In the Near Distance by Rita Coleman

$22.99

 

“Aren’t we all just a tribe of stars?” asks Rita Coleman. The poems in Coleman’s In the Near Distance lead the reader on her journey, both physical and spiritual, from the distance of the poet’s beloved southwest desert to the past of her ancestral Appalachian homeland and the present of the midwestern landscape she now calls home. This is a fearless collection, grappling with subjects such as alcoholism, aging and our recent pandemic with compelling imagery and narrative drive, always grounded with a sense of place.

–Pauletta Hansel, author of Heartbreak Tree, winner of the 2023 Virginia Poetry Society North American Book Award

 

Rita Coleman’s In The Near Distance is an elder’s report of her life in place and time, from open western landscapes, to the atomic city of Oak Ridge, Tennessee, to the gorgeous Blue Hole of Ohio’s Little Miami River. Rita navigates childhood and motherhood, birth and loss, the tiny beauties of the natural world to the darknesses of the pandemic. Through it all, the poet’s eyes and ears are alert, and her poems bring us a world really encountered, full of sensual details and feelings. Here is a surprising poem in praise of truck drivers, here a lament about drunkards, here a personal encounter with the ethics of the atomic bomb. These are, as she says in her finale, the “harvest of this common life.” Readers, I am sure, will  appreciate this life’s uncommon richness.

–Richard Hague, author of Public Hearings and Continued Cases

 

With lyrical and tonal deftness, In the Near Distance stirs a sense of existential wonder for nature’s sacred signs and our vulnerable wandering from home places into geographies beyond. Coleman’s family storytelling hammers a hard “end-strike onto iron,” often stirring up that “slipstream between breath and silence” where we linger alone, struggling for wholeness and redemption. Alive with the forces of creation and personal remembrance, these poems invoke a humble-yet-miraculous interpretation of our individual place in the universe.
–Sherry Cook Stanforth, PhD., Managing Editor, Pine Mountain Sand & Gravel, Founder/Director, Originary Arts Initiative

 

Description

In the Near Distance

by Rita Coleman

Full-length, Paper

List: $22.99

979-8-88838-482-4

2024

Enter into In the Near Distance in the desert where the sounds of a ranch fill the quiet of the day and the night culminates in “a jubilation of stars.” Find yourself in geographical locales as well as invisible worlds. Make way for truck drivers, states of being, alcoholism, as well as joy.  Stay for a while in Appalachia where voices of family and friends from the long-ago, speak in rich, timbered voices. Stay in grief as long as you need to, mourning those who have passed on,  those taken by the pandemic.
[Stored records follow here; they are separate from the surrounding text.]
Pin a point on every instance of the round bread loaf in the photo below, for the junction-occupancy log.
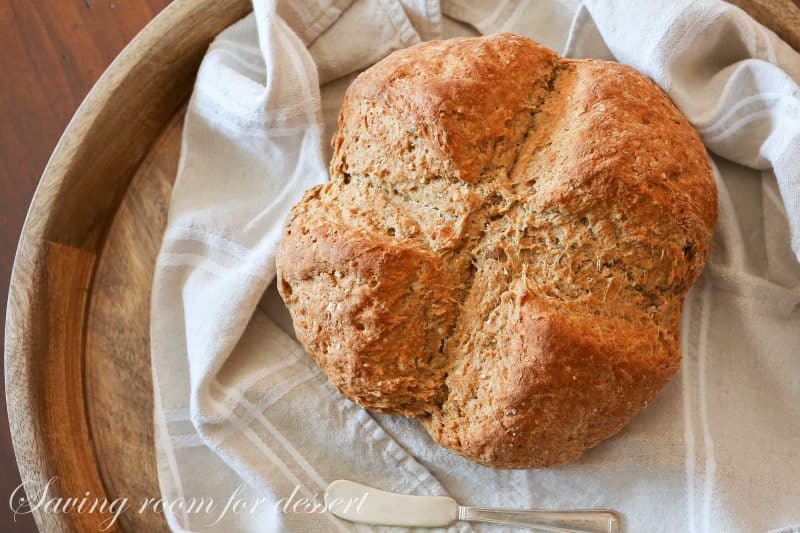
(504, 246)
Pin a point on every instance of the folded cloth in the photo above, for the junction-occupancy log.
(247, 428)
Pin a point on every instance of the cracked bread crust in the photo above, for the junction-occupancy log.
(503, 248)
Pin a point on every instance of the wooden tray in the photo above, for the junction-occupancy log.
(77, 345)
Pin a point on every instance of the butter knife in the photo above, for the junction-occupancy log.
(359, 503)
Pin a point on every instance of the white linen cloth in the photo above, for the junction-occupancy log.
(242, 414)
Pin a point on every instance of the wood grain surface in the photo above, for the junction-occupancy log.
(79, 379)
(52, 53)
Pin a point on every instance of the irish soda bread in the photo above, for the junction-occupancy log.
(503, 248)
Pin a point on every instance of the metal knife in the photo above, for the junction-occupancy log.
(359, 503)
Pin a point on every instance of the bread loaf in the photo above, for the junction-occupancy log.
(503, 248)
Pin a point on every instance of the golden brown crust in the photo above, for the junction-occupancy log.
(503, 248)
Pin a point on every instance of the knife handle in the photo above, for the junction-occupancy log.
(594, 521)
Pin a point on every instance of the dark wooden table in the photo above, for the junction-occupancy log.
(51, 52)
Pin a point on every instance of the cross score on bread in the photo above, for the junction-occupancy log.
(503, 248)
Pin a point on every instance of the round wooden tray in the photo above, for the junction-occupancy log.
(77, 336)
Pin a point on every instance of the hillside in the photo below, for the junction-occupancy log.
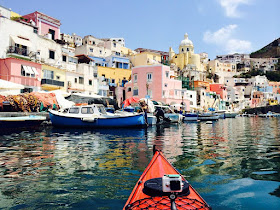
(271, 50)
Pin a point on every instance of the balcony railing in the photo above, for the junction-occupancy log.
(18, 50)
(52, 82)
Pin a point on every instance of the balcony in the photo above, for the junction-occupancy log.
(18, 51)
(52, 82)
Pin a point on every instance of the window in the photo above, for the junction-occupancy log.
(22, 71)
(51, 54)
(48, 74)
(149, 77)
(64, 58)
(167, 74)
(87, 110)
(150, 93)
(81, 80)
(135, 92)
(74, 110)
(52, 32)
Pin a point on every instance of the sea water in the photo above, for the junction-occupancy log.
(232, 163)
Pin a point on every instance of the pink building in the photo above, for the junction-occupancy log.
(256, 99)
(156, 81)
(23, 72)
(219, 89)
(46, 24)
(275, 87)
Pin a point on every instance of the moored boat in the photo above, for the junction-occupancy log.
(94, 116)
(190, 117)
(158, 188)
(230, 114)
(21, 121)
(206, 116)
(170, 114)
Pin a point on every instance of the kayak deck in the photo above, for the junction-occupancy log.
(158, 167)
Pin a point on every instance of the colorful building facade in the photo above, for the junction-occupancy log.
(22, 72)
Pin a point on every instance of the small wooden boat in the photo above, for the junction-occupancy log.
(190, 117)
(158, 188)
(21, 121)
(206, 116)
(94, 116)
(170, 114)
(230, 114)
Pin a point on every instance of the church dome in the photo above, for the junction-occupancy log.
(186, 41)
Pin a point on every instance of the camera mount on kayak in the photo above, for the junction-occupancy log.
(166, 186)
(171, 185)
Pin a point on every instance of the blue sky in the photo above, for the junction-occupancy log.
(215, 26)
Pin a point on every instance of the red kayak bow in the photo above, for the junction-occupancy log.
(157, 168)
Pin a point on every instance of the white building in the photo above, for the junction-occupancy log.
(5, 12)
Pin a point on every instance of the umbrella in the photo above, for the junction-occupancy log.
(129, 101)
(4, 84)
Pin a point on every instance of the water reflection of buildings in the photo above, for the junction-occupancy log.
(168, 139)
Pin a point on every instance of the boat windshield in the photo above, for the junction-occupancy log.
(74, 110)
(87, 110)
(101, 109)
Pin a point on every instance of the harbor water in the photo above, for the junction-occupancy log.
(232, 163)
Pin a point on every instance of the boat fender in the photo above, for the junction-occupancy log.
(88, 119)
(153, 187)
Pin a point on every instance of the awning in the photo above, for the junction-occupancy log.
(28, 70)
(20, 41)
(4, 84)
(35, 71)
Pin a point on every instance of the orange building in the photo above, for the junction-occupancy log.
(202, 84)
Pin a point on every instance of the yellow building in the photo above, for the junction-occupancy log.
(145, 58)
(216, 66)
(53, 78)
(186, 55)
(114, 75)
(15, 15)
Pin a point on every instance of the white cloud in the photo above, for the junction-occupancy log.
(230, 7)
(219, 36)
(240, 46)
(224, 39)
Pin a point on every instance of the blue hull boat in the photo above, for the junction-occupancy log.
(190, 116)
(21, 122)
(94, 116)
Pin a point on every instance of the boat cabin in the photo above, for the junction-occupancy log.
(96, 109)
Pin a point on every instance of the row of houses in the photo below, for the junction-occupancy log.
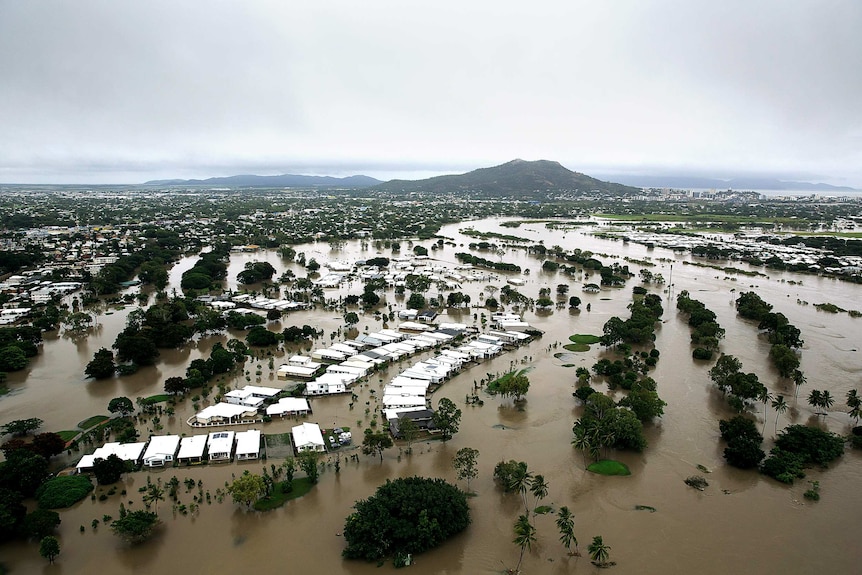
(245, 405)
(168, 450)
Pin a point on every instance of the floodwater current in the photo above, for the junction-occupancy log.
(742, 523)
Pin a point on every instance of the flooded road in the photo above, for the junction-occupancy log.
(743, 522)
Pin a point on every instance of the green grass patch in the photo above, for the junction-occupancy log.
(301, 486)
(576, 347)
(64, 491)
(68, 434)
(721, 218)
(93, 421)
(609, 467)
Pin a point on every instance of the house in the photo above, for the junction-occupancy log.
(126, 451)
(161, 450)
(424, 419)
(192, 449)
(248, 445)
(329, 383)
(220, 445)
(223, 414)
(288, 406)
(308, 437)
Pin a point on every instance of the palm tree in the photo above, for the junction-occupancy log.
(798, 380)
(826, 400)
(780, 406)
(539, 488)
(525, 535)
(520, 482)
(854, 402)
(814, 398)
(566, 525)
(582, 442)
(764, 396)
(598, 551)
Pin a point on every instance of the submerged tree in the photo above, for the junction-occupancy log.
(465, 464)
(599, 552)
(566, 526)
(525, 536)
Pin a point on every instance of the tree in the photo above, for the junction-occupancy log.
(566, 526)
(121, 405)
(539, 489)
(408, 430)
(447, 418)
(41, 523)
(525, 536)
(20, 427)
(247, 488)
(308, 463)
(374, 443)
(108, 470)
(854, 402)
(48, 444)
(49, 548)
(136, 526)
(599, 551)
(780, 406)
(465, 464)
(405, 515)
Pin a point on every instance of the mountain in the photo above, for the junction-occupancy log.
(515, 178)
(748, 183)
(284, 180)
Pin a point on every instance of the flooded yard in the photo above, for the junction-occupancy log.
(743, 522)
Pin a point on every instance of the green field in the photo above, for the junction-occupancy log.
(301, 486)
(93, 421)
(609, 467)
(721, 218)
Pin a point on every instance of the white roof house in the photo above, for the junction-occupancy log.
(125, 451)
(308, 437)
(161, 450)
(288, 406)
(220, 445)
(248, 444)
(192, 449)
(224, 413)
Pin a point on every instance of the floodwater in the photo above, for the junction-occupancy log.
(742, 523)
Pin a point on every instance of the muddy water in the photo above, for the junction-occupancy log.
(741, 523)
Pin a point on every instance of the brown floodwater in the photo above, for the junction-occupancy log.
(742, 523)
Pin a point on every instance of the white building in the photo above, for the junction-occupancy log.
(161, 450)
(248, 444)
(308, 437)
(220, 445)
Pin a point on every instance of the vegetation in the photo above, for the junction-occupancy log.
(136, 526)
(63, 491)
(609, 467)
(405, 516)
(465, 464)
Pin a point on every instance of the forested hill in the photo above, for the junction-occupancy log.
(284, 180)
(515, 178)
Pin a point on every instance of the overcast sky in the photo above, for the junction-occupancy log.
(123, 92)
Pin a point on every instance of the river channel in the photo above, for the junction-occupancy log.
(742, 523)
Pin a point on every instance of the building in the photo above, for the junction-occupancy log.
(220, 445)
(248, 445)
(161, 450)
(308, 437)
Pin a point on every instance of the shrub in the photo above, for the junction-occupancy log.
(64, 491)
(407, 515)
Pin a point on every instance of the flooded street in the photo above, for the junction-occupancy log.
(743, 522)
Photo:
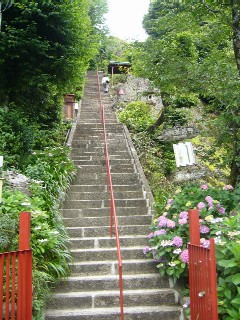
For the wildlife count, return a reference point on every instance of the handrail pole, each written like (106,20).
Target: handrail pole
(112,203)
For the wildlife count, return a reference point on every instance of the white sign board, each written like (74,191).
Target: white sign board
(184,154)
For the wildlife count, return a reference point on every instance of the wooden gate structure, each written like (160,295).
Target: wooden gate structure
(16,277)
(202,274)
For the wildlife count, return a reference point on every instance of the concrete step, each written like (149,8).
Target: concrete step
(107,254)
(90,160)
(80,204)
(104,231)
(111,267)
(103,188)
(130,282)
(95,212)
(102,168)
(104,221)
(149,297)
(104,195)
(130,313)
(100,178)
(107,242)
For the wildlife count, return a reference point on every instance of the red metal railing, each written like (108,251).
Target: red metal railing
(202,274)
(113,215)
(16,277)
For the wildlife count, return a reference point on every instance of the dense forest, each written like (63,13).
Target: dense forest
(191,55)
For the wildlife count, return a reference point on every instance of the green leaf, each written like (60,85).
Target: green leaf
(227,264)
(227,293)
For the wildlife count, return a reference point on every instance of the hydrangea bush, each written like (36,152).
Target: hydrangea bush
(219,218)
(169,234)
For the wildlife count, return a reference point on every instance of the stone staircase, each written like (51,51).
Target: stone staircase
(92,292)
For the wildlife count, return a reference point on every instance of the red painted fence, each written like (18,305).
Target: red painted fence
(113,215)
(202,274)
(16,277)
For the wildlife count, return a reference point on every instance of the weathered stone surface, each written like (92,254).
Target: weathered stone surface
(188,174)
(178,134)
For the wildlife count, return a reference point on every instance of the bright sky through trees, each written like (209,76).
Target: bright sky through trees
(124,18)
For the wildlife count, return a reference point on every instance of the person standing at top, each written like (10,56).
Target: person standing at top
(105,82)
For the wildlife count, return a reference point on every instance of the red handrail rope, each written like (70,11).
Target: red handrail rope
(113,215)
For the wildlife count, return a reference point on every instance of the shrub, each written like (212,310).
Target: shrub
(218,219)
(175,117)
(185,101)
(137,116)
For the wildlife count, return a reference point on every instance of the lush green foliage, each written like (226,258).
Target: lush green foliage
(45,52)
(136,115)
(51,171)
(218,219)
(190,51)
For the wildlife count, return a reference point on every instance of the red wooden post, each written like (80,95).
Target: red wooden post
(24,301)
(24,231)
(213,280)
(202,274)
(194,226)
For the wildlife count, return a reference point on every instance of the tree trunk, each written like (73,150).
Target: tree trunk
(160,119)
(235,169)
(236,31)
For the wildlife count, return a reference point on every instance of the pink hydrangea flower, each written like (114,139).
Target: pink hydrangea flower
(182,221)
(209,200)
(177,241)
(183,215)
(201,205)
(221,210)
(151,235)
(146,249)
(162,221)
(184,256)
(160,232)
(205,243)
(204,229)
(228,187)
(171,224)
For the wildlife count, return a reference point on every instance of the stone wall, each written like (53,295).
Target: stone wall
(138,89)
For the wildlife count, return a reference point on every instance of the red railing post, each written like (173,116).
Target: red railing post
(213,280)
(202,274)
(24,288)
(194,226)
(113,216)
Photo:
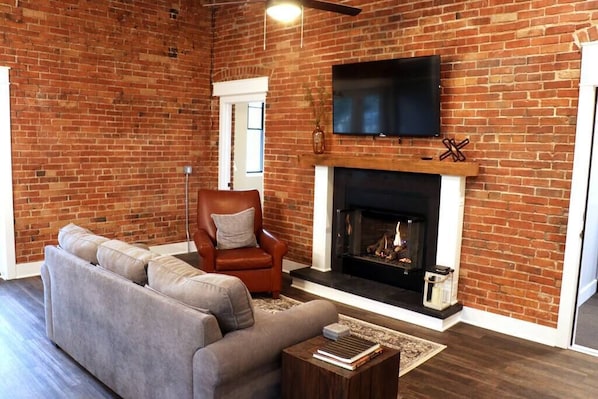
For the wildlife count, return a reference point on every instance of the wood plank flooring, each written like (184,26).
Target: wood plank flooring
(476,364)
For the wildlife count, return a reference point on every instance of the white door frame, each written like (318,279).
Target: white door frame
(8,269)
(231,92)
(579,190)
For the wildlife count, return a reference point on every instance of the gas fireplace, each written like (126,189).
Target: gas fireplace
(386,225)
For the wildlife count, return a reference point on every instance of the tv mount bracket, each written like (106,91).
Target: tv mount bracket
(454,149)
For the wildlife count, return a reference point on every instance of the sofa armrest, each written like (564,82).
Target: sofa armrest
(206,250)
(242,351)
As sorrow finds its level, transcend with the love of dogs, in praise of children who don’t listen, and tree-climbing at 67. At the final stop, humble acceptance leaves space to continue discovering and unraveling the unknown.

Rita Coleman lives amidst farmland in Greene County, Ohio. She has a penchant for the natural world and the mysteries of the unknown. Her maxim for writing poems is: “the right word in the right place.” Rita is fascinated by the intricacies of relationships with family and friends–humans and animals, both wild and tame– and an inexhaustible realm to be explored by imagination. She has written award-winning poems and contest-winning poetry book entries, the latter resulting in two chapbooks: Mystic Connections and And Yet. Rita’s poems have been published in numerous anthologies, including Pine Mountain Sand Gravel, Rhyme and Rune, From the Tower, and Mock Turtle Zine. Her poetry is heard on Conrad’s Corner on WYSO-FM 91.3. Rita’s education includes: two degrees from Wright State University in English Literature, Creative Writing; classes at Thomas More university and writing classes for the past ten years  facilitated by Pauletta Hansel, award-winning poet and the first Poet Laureate of Cincinnati.